5.     Section 4.2: In this section and Figs 4, 5 I would also like to see sd plots or (even better) a box plot of the subjects' responses. Possibly the data of Figs. 10,11 should be also presented here.

6.    Section 4.3: In the absence of any formal tests of difference between responses to familiar vs unfamiliar sounds, please see my previous comment of the necessity of presentation of sd/boxplots of responses

7.    L382: Pearson’s or Spearman’s correlation?

8.    L408-417 may be unnecessary

9.    L418-429 and below: are the correlations and their differences (between various areas of the plots) statistically significant, given the range of correlation values, as shown in the plots?

10.   L430: these are correlations of sd of the perceptual data with entropy, please rephrase

11.  L430-437: It seems I am missing the results on correlation of sd of the perceptual ratings with the other two measures (amount of peaks and weighted sum of peaks). If they do not offer any valuable information, it should be at least clearly mentioned.

12.   L456: Possibly, a tabulated form of the main findings and conclusions on the various statistics and measures vs experimental conditions/model parameters would greatly improve the exposition of the paper's points.

13.  L462: I would like to see some elaboration on this. Does this imply an independence of pitch and timbre judged merely on a difference between amplitudes of ISI? Or rather, (as I understand it) timbre is also relying on additional information from smaller ISI amplitudes (as they are distributed to ISI values around the 1-5msec expected maxima) which implies an ISI's contrasting feature for different timbres of the same pitch?

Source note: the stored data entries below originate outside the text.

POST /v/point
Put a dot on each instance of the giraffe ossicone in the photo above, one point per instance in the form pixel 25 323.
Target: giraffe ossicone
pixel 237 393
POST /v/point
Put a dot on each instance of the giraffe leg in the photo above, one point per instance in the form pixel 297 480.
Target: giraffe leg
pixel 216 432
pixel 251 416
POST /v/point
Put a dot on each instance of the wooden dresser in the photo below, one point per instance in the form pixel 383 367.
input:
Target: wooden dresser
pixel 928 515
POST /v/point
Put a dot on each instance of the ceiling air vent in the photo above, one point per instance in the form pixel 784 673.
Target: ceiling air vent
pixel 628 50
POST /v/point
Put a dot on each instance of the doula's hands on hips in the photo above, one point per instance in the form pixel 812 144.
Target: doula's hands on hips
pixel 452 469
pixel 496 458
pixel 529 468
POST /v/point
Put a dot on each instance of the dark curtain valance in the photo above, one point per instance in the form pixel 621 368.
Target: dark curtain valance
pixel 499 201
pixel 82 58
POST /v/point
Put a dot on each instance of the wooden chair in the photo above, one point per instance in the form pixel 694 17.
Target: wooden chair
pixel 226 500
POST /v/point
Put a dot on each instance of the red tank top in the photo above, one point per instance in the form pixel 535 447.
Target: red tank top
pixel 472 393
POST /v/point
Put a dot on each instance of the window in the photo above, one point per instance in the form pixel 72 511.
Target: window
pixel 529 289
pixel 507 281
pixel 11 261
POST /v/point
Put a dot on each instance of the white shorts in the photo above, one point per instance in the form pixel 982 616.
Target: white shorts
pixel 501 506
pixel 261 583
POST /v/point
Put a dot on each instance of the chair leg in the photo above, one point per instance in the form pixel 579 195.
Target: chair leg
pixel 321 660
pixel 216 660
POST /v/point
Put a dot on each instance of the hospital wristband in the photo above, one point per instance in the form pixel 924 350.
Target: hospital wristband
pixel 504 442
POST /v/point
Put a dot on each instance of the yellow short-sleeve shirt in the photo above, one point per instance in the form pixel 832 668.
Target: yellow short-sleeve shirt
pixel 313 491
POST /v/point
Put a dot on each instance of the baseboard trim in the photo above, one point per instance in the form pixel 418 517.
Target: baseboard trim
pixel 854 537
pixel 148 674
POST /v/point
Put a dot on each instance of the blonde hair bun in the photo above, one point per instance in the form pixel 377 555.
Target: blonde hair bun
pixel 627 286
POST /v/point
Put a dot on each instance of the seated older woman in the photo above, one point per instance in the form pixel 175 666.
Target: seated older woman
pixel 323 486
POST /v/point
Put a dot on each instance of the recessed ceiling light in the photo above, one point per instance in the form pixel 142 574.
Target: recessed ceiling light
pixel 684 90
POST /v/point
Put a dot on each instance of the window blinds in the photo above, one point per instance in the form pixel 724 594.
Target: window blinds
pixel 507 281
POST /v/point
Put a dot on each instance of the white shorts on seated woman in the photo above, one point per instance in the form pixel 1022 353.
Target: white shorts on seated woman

14.  Section 5: I think that a connection and elaboration on physiological processes of coincidence detection and their possible anatomical localization (as they are initially referred in the Introduction) would greatly strengthen the paper and its implications. Given the differences found between familiarity conditions, the huge amount of possibilities of top-down processes must also be pointed out. Additionally, I believe that the discussion must also deal with how such findings might be viewed under consideration of the structure and limitations of the BM computational spike models followed by specific phenomenological coincidence modeling approaches (as realized in the current paper) in terms of their abilities to account for and represent the possible effects of such higher perceptual/cognitive processes. Such a perspective highlights the possibilities for further work.

15.   L501: Does this imply that coincidence detection does not eventually affect the timbral perception? I suppose the term "timbre" in the text rather refers (and thus must be declared as such) to the "unprocessed" detailed spectral envelope's characteristics, rather than the perceptual entity referring to various qualitative aspects of sound.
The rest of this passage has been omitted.